Con frecuencia, el acto de hacer
predicciones resulta ser una forma de ociosidad como cualquier otra.
A la hora de hablar de escenarios tan complejos como el que está
emergiendo actualmente en el mundo del libro, señalar en uno u otro
sentido la dirección que tomarán las cosas es tentar demasiado el
riesgo de equivocarse. Las cifras, los estudios y los debates que
proliferan por doquier nos ilustran algunas de las tendencias,
clichés y corrientes de opinión preponderantes. Pero en realidad
nadie sabe lo que va a ocurrir y por eso las hipótesis se
multiplican rápidamente, en un intento apresurado de despejar
incógnitas y conjurar la incertidumbre. Es el pez que se muerde la
cola.
Hasta hace no mucho tiempo, yo mismo
era bastante escéptico respecto a las cuestiones digitales. Recuerdo
aún los cuentos troquelados con los que me inicié en la lectura, el
tacto áspero de sus hojas gruesas, el filoso contorno redondeado con
los que un niño de seis años podía cortarse fácilmente si no era
precavido al agarrarlo.
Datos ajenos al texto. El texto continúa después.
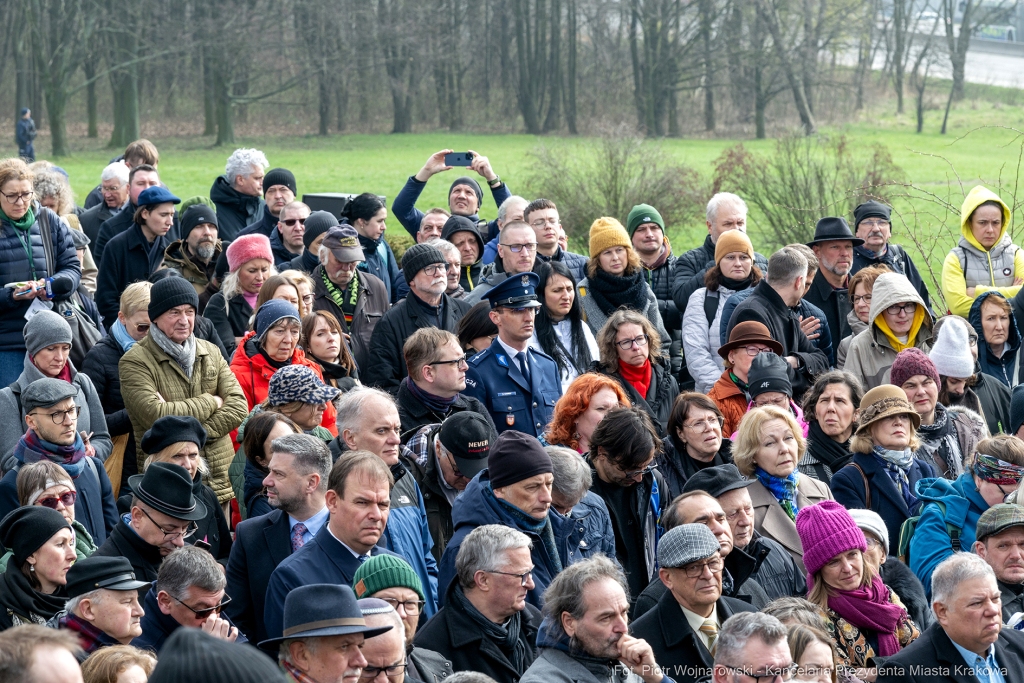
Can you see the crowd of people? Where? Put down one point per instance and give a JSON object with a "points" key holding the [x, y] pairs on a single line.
{"points": [[247, 441]]}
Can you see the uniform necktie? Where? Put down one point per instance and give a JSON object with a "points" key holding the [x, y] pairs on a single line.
{"points": [[524, 366], [710, 630], [297, 540]]}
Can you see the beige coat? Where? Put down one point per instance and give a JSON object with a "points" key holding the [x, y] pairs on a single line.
{"points": [[154, 385], [770, 519]]}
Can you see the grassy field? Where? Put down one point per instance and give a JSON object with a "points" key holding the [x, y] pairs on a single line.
{"points": [[381, 163]]}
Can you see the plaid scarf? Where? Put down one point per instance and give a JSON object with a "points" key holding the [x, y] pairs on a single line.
{"points": [[784, 489]]}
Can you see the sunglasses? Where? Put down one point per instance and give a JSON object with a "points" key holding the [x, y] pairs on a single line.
{"points": [[68, 499]]}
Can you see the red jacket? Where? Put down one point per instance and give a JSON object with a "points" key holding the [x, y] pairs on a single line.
{"points": [[254, 376]]}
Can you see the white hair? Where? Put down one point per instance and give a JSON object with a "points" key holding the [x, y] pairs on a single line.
{"points": [[723, 199], [116, 170], [243, 162]]}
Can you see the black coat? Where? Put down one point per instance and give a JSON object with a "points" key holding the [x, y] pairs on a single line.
{"points": [[390, 334], [456, 636], [836, 304], [145, 559], [230, 322], [677, 647], [767, 307], [260, 545], [126, 260], [932, 658], [92, 218], [414, 414], [660, 396]]}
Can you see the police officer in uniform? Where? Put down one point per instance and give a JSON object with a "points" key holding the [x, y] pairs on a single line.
{"points": [[518, 385]]}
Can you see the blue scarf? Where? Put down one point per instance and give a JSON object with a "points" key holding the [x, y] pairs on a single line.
{"points": [[121, 336], [897, 464], [784, 489]]}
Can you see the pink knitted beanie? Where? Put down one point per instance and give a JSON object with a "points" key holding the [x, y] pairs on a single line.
{"points": [[826, 529], [247, 248]]}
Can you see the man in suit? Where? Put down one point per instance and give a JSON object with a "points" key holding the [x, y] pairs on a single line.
{"points": [[683, 628], [357, 500], [518, 384], [968, 643], [296, 485]]}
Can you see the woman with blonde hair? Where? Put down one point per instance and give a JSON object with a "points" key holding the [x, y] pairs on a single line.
{"points": [[864, 617], [631, 354], [118, 664], [767, 447]]}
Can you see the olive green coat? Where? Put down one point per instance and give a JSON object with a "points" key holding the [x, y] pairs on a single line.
{"points": [[148, 375]]}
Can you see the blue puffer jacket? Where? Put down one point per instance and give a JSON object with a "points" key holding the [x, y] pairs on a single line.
{"points": [[930, 544], [475, 508], [1007, 368], [588, 531], [14, 267], [381, 262]]}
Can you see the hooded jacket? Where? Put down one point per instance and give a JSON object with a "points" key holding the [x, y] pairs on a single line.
{"points": [[970, 264], [475, 508], [1006, 369], [930, 544], [469, 275], [873, 350]]}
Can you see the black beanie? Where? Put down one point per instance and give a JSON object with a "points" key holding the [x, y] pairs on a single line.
{"points": [[317, 223], [190, 655], [418, 257], [514, 457], [196, 215], [279, 176], [870, 209], [27, 528], [466, 180], [768, 373], [171, 292]]}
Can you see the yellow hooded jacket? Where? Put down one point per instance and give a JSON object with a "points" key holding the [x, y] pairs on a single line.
{"points": [[1003, 257]]}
Entre ese periodo y la primera vez que tuve
un e-reader en mis manos median veinte años, dos décadas de lectura
en celulosa, de acumulación masiva de libros hasta el punto de
desbordar los espacios destinados a guardarlos –característica
genuina de cualquier biblioteca viva.
Las impresiones iniciales del lector
digital fueron negativas: extrañaba la envergadura, el peso y la
maquetación del libro tradicional y lo tuve arrinconado cuarenta
días prometiéndome devolverlo antes de que finalizara el plazo.
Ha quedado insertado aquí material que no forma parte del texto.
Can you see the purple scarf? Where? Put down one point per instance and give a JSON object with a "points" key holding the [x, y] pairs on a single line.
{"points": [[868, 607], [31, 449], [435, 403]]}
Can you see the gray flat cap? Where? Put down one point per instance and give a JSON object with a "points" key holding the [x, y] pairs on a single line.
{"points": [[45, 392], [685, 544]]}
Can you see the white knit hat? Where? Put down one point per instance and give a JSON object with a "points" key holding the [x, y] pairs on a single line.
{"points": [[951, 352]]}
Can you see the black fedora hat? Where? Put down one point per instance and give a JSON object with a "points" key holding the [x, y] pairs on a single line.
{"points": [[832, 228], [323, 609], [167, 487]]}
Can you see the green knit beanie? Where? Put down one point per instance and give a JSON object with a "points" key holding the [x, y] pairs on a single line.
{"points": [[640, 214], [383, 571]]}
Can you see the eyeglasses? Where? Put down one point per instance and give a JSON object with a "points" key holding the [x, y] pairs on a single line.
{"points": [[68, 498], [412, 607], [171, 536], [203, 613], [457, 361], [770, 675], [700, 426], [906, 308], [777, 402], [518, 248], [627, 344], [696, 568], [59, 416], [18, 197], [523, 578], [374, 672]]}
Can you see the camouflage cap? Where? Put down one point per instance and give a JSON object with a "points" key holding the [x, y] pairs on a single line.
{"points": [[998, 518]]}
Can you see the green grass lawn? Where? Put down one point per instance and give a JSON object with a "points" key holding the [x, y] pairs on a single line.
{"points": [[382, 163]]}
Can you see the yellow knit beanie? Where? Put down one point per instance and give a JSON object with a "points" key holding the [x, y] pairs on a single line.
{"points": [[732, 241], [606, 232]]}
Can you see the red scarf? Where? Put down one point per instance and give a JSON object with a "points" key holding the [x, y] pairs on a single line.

Pero no lo hice, y no por descuido o dejadez, sino porque una parte
de mí quería entablar relación con ese dispositivo de aspecto
sofisticado, leve olor a aluminio de fábrica y pantalla inmaculada,
más silencioso que el batirse de las páginas. Cuando venció la
fecha límite, no había marchas atrás: empecé a indagar en él
sabiendo que tendría que aprender a apreciarlo, a disfrutar de sus
ventajas y a convivir con sus defectos.
Pero si echamos a un lado la cuestión
de los formatos, de la apariencia y del físico, si miramos el
interior, veremos que El Quijote lo es tanto en papel como en
digital, que Shakespeare es tan trágico en un sitio como en otro,
que la belleza del lenguaje alcanza la misma clarividencia, sin
distinciones. La literatura fluye a través del texto donde este
quiera encontrarse, ya sea cuajado en tinta o flotando en una
pantalla o en boca de un viejo juglar. La literatura sólo puede
permitirse no prescindir de una cosa, la palabra. Y tampoco puede ir
más allá de ella, para seguir llamándose así.
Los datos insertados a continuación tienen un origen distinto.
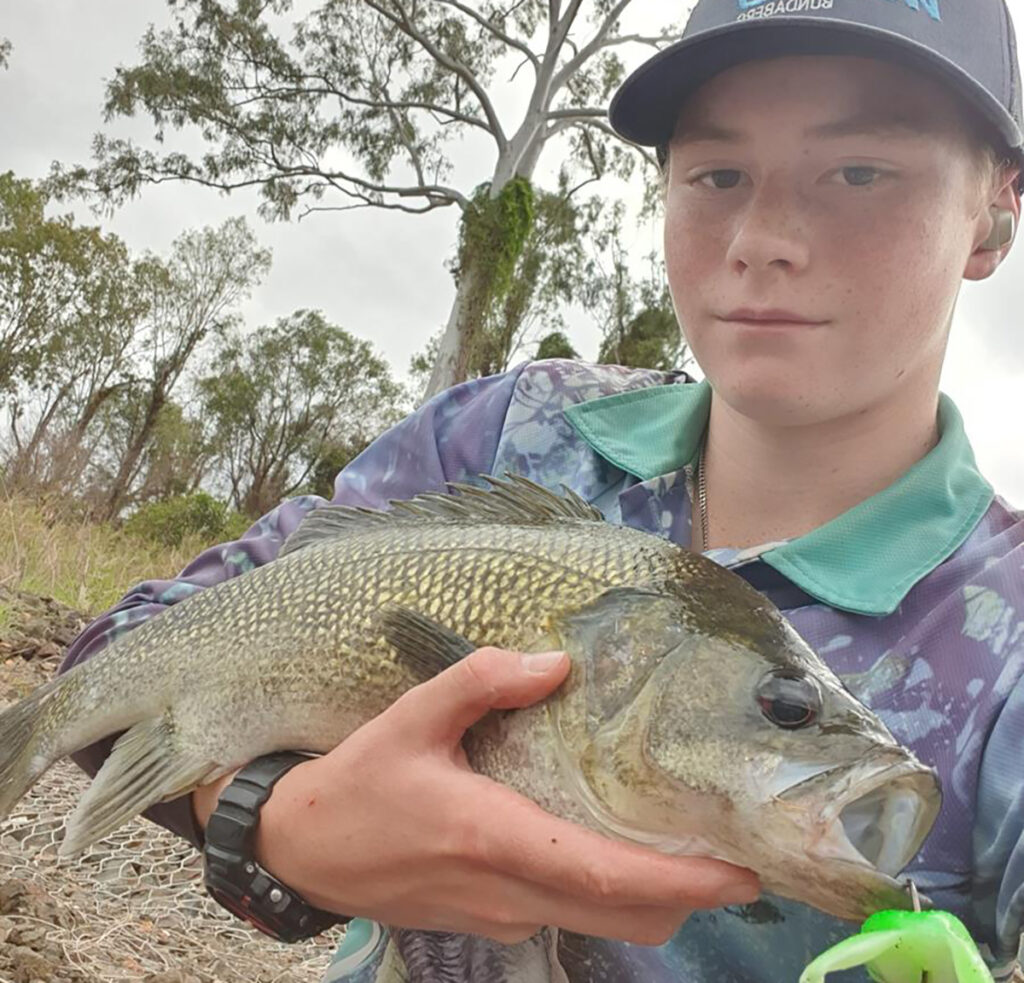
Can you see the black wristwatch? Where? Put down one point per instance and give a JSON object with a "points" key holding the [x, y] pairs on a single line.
{"points": [[232, 877]]}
Probablemente a los escritores de
siglos pasados les habría parecido una locura escribir sus novelas
en ordenador, algo que hoy ya es una convención. Probablemente la
imprenta resultó desconcertante en la mentalidad de los copistas medievales. Pero la tecnología ha sido el mejor aliado a lo largo de
la Historia para el supuesto y anhelado imperio de la literatura y no
hay razón para considerarla una amenaza per se. Todo depende de
cómo se use esa tecnología, de los actores implicados, de los
intereses lícitos o espurios. Hay muchos factores y condicionantes,
oportunidades y amenazas. Lo importante es no caer en absolutismos y
tomarse el ejercicio de la crítica como un oficio innato.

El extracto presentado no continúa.